A parallel transposition changes the scale being used while keeping the same starting note. For example, C major and C minor are parallel modes—they both start on C but have different notes and a different musical feel.
You can use the key selector in both Hookpad and the Theorytab database to apply a parallel transposition. This will change the notes of the song to fit the new scale, resulting in a different sound.
Below are two versions of “Let It Be” by The Beatles. The first is in C major. The second is after a parallel transposition to C minor.
A relative transposition keeps the same set of notes but changes which chord is treated as the tonal center. For example, C major and A minor use the exact same notes (all the white keys on a piano), but emphasize different home chords—C and A, respectively.

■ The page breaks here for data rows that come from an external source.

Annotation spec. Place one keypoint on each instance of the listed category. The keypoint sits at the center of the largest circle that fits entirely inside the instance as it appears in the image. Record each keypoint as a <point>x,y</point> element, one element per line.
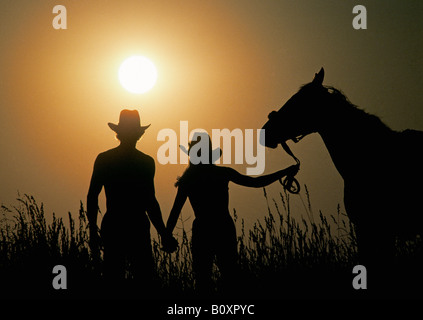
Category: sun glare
<point>137,74</point>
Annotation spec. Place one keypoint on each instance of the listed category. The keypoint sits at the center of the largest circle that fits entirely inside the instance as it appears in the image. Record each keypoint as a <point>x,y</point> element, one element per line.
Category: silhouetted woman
<point>213,230</point>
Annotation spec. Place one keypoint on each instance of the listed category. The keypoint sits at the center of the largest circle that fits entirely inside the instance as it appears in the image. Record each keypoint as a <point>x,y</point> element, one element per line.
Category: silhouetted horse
<point>381,168</point>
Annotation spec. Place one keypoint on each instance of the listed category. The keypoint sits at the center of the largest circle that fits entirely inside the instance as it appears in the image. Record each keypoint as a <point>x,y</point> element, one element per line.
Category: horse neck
<point>354,139</point>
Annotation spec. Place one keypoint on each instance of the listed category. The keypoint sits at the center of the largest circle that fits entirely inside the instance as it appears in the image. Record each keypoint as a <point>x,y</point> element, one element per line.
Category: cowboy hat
<point>129,121</point>
<point>205,140</point>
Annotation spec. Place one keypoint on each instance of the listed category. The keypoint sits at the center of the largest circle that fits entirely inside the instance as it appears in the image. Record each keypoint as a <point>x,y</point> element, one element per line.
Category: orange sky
<point>221,64</point>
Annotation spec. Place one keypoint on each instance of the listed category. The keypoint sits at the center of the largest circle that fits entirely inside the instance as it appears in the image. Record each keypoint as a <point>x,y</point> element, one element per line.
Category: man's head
<point>129,126</point>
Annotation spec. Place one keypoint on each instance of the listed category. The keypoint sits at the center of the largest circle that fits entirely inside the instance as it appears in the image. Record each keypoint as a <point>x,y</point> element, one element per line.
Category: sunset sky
<point>221,64</point>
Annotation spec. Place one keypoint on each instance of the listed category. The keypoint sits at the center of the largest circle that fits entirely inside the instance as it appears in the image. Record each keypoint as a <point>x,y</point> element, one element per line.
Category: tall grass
<point>280,256</point>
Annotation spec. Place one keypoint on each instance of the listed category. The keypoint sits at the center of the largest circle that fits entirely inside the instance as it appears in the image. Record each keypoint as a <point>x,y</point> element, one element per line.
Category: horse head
<point>298,116</point>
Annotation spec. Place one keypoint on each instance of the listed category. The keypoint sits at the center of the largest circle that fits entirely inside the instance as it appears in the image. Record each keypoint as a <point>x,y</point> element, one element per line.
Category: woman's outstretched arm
<point>261,181</point>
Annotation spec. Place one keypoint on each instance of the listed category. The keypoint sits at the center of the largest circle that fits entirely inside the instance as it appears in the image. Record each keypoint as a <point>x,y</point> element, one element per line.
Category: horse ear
<point>318,77</point>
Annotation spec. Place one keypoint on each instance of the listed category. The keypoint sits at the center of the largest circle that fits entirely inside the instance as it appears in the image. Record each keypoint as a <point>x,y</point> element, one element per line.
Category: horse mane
<point>355,114</point>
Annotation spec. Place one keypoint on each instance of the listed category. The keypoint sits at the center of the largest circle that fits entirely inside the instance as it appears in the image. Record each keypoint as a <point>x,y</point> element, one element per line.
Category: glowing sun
<point>137,74</point>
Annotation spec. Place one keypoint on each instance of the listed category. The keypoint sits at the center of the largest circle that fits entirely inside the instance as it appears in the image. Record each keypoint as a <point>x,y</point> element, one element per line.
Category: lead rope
<point>292,185</point>
<point>289,182</point>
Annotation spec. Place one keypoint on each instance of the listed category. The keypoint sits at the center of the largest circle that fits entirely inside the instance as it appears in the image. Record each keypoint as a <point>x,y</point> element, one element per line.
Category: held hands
<point>292,170</point>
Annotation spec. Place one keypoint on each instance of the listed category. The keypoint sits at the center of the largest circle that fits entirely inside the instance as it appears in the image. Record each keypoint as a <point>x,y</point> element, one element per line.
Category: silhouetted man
<point>127,175</point>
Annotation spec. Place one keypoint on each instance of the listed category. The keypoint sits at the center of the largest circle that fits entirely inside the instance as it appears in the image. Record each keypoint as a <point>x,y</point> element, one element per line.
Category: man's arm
<point>92,197</point>
<point>153,207</point>
<point>180,199</point>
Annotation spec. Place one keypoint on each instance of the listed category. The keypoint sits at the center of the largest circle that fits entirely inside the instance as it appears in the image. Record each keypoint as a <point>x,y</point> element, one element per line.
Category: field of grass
<point>279,257</point>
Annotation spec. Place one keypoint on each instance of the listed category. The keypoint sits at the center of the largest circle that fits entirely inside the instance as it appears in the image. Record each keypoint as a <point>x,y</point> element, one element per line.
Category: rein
<point>289,182</point>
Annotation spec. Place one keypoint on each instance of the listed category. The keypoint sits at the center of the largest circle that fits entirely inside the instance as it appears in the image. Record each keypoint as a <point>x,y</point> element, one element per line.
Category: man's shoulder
<point>145,157</point>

Relative transposition is useful when you want to view a chord progression from a different harmonic perspective, without changing how it actually sounds.
Here’s the intro to “One of Us” by Joan Osborne, shown in the key of A minor. The progression is i → VI → III → VII.
If you transpose this song to its relative major (C major), the chords are relabeled but the sound remains unchanged. Now A minor becomes the vi chord in C major, and the progression becomes vi → IV → I → V.
This perspective reveals that the song actually shares the same chords as the classic I → V → vi → IV progression—just starting on vi instead of I. Relative transposition can thus expose familiar patterns hidden in unfamiliar contexts.